Bir süre yürüdükten sonra ormanın derinliklerinden iki farklı ses duyuldu. Birisini tanıyordu. 'Buradayım' diyordu ses. Sesin geldiği yere doğru koşmaya başladı. Bu kez yapabilirdi. Ona koşabilirdi. Bir süre daha koştu ama bulamıyordu sesi. Sanki oğlan ona yaklaştıkça ses ondan uzaklaşıyordu. Bir saniyeliğine durdu ve etrafına baktı. Artık ses ondan daha da uzaklaşmıştı.

Düşünmeye başladı 'Neredeyim ben?'. Ayaklarında bir acı hissediyordu. Gözlerini ormandan çekip ayaklarının kan içinde kaldığını fark etti. Sadece ayakları değildi kanayan. Bacakları kolları da kanıyordu. Kıyafetleri yırtılmıştı ve her tarafında kan vardı.

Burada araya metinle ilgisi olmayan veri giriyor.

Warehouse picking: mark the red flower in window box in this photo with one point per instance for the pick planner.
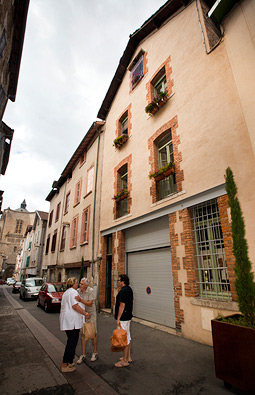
(119, 141)
(164, 172)
(122, 194)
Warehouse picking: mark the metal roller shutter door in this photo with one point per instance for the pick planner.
(150, 274)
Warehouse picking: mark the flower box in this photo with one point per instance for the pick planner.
(122, 194)
(164, 172)
(119, 141)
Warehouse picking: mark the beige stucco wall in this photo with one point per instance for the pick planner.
(212, 129)
(215, 124)
(72, 255)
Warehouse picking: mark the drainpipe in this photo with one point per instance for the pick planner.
(94, 203)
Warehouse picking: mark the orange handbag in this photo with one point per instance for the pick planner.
(118, 340)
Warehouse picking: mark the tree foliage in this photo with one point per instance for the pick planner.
(245, 286)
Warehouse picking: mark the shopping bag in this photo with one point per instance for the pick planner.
(118, 340)
(88, 330)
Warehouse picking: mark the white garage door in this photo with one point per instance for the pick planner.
(150, 274)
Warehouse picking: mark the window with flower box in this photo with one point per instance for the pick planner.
(57, 212)
(167, 185)
(77, 193)
(85, 225)
(50, 218)
(54, 241)
(63, 238)
(47, 245)
(67, 202)
(74, 231)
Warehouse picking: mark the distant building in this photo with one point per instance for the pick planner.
(13, 17)
(13, 225)
(73, 223)
(29, 259)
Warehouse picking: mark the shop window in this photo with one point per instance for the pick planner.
(210, 252)
(167, 185)
(85, 226)
(122, 203)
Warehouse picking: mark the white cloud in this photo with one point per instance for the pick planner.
(71, 51)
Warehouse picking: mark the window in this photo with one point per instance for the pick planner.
(124, 124)
(27, 261)
(77, 194)
(67, 202)
(63, 238)
(57, 212)
(19, 224)
(50, 218)
(122, 205)
(74, 228)
(54, 241)
(210, 252)
(166, 186)
(47, 245)
(83, 157)
(160, 85)
(90, 180)
(85, 226)
(2, 42)
(137, 72)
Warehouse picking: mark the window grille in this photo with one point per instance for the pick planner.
(210, 252)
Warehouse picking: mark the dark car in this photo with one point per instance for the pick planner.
(16, 287)
(50, 295)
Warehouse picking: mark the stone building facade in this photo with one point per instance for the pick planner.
(179, 109)
(13, 226)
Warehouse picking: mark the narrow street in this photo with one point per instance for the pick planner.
(163, 364)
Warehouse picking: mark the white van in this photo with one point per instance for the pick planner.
(30, 287)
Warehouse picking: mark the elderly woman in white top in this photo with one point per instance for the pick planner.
(71, 322)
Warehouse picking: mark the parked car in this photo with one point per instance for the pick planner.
(50, 295)
(30, 287)
(10, 281)
(16, 287)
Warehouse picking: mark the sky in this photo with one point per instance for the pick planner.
(71, 52)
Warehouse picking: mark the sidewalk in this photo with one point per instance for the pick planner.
(30, 358)
(163, 363)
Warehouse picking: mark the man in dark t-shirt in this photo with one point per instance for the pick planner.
(123, 315)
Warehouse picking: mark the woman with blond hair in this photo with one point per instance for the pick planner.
(71, 322)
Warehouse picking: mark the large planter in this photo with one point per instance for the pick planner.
(234, 353)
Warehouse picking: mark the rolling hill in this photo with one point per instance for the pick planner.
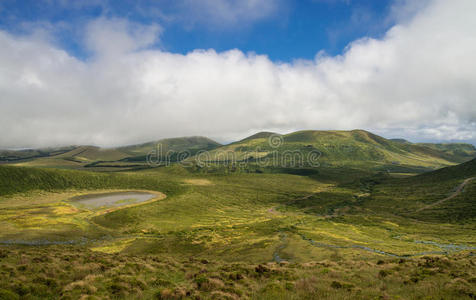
(356, 149)
(105, 159)
(444, 195)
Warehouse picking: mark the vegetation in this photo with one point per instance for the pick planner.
(344, 230)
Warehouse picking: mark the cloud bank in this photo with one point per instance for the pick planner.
(417, 82)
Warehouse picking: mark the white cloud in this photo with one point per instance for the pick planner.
(118, 36)
(418, 82)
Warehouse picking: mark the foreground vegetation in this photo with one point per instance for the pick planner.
(77, 273)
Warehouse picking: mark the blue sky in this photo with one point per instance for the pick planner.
(122, 72)
(286, 31)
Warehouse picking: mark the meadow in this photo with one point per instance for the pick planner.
(360, 228)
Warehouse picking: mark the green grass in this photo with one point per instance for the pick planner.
(218, 234)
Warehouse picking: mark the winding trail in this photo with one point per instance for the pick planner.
(458, 191)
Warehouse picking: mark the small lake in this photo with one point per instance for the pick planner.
(116, 199)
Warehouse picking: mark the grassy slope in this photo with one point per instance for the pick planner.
(233, 221)
(407, 195)
(116, 158)
(357, 148)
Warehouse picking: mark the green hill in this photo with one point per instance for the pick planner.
(355, 149)
(15, 155)
(444, 195)
(192, 144)
(106, 159)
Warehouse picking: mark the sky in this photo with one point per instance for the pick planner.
(112, 73)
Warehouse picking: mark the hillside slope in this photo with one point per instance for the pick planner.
(105, 159)
(444, 195)
(356, 148)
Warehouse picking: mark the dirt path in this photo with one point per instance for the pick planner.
(458, 191)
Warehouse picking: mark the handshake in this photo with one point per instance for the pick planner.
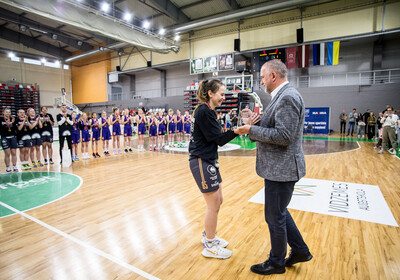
(249, 118)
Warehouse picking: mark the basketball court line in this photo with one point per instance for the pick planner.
(80, 184)
(83, 244)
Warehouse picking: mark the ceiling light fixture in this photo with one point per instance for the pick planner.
(127, 16)
(105, 7)
(146, 24)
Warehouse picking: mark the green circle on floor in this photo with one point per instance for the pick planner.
(28, 190)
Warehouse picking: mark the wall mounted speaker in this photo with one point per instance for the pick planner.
(236, 44)
(300, 34)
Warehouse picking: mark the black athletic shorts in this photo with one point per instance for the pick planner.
(205, 174)
(25, 143)
(47, 138)
(9, 142)
(37, 142)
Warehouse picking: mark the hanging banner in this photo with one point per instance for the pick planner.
(225, 62)
(317, 120)
(196, 66)
(210, 64)
(291, 57)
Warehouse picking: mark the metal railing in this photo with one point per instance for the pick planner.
(351, 78)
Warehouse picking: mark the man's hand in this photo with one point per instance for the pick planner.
(242, 130)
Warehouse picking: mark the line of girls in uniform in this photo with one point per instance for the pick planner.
(26, 132)
(157, 126)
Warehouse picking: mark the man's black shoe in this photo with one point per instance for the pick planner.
(296, 257)
(267, 268)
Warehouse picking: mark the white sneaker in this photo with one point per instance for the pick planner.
(213, 250)
(222, 242)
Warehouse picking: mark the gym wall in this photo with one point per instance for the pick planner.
(89, 82)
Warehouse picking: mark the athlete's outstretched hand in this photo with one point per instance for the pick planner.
(242, 130)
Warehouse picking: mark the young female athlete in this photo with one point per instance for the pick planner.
(76, 136)
(171, 118)
(152, 132)
(127, 122)
(141, 120)
(179, 128)
(8, 135)
(35, 128)
(84, 126)
(115, 121)
(105, 132)
(203, 148)
(23, 138)
(161, 130)
(94, 123)
(47, 135)
(186, 126)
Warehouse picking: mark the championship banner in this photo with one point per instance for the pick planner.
(317, 120)
(340, 199)
(196, 66)
(210, 64)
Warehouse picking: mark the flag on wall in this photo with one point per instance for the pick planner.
(303, 55)
(333, 52)
(291, 57)
(319, 54)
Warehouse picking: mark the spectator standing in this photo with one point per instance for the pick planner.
(365, 118)
(352, 121)
(389, 121)
(343, 118)
(360, 126)
(371, 122)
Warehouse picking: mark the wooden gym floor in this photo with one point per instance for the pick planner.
(143, 211)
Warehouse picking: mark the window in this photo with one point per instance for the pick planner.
(116, 93)
(32, 61)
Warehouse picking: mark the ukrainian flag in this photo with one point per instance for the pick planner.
(333, 52)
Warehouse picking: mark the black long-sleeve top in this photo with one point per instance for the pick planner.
(206, 135)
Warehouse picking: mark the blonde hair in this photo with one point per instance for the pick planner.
(205, 86)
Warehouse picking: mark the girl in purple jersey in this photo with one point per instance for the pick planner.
(161, 130)
(127, 122)
(171, 118)
(76, 137)
(179, 128)
(187, 120)
(94, 123)
(141, 121)
(84, 126)
(104, 124)
(115, 121)
(152, 132)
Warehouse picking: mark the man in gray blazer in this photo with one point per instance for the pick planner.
(280, 161)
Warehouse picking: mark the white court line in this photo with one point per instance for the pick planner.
(80, 184)
(83, 244)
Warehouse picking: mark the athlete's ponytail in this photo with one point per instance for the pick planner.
(204, 87)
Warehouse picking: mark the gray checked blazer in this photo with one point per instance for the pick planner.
(279, 137)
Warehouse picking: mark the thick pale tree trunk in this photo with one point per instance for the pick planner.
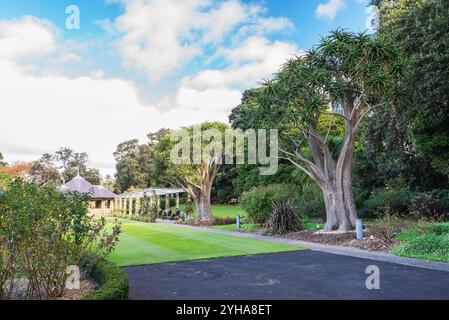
(202, 202)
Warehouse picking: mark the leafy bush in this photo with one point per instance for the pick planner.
(397, 199)
(387, 226)
(310, 202)
(284, 218)
(428, 246)
(424, 206)
(428, 241)
(113, 281)
(42, 232)
(258, 201)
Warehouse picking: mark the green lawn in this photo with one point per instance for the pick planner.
(427, 241)
(221, 210)
(245, 227)
(148, 243)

Orada ne kadar kaldığını bilmeden öylece durdu. Ne kadar zaman geçmişti, neredeydi... Kafası sorularla doluyken o tanıdığı ses tekrar duyuldu. Tekrardan koşmaya başladı. Koştu, koştu... Artık sese daha yakındı. Fakat onu gördüğü anda  ayaklarını hareket ettirememeye başladı. Yeniden ve yeniden denedi. Ama olmuyordu. Ona seslenmeyi düşündü. Ve bütün gücüyle bağırdı ''BURADAYIM!. BURAYA BAK!.''. Ne yaparsa yapsın onu duymuyor ve görmüyordu.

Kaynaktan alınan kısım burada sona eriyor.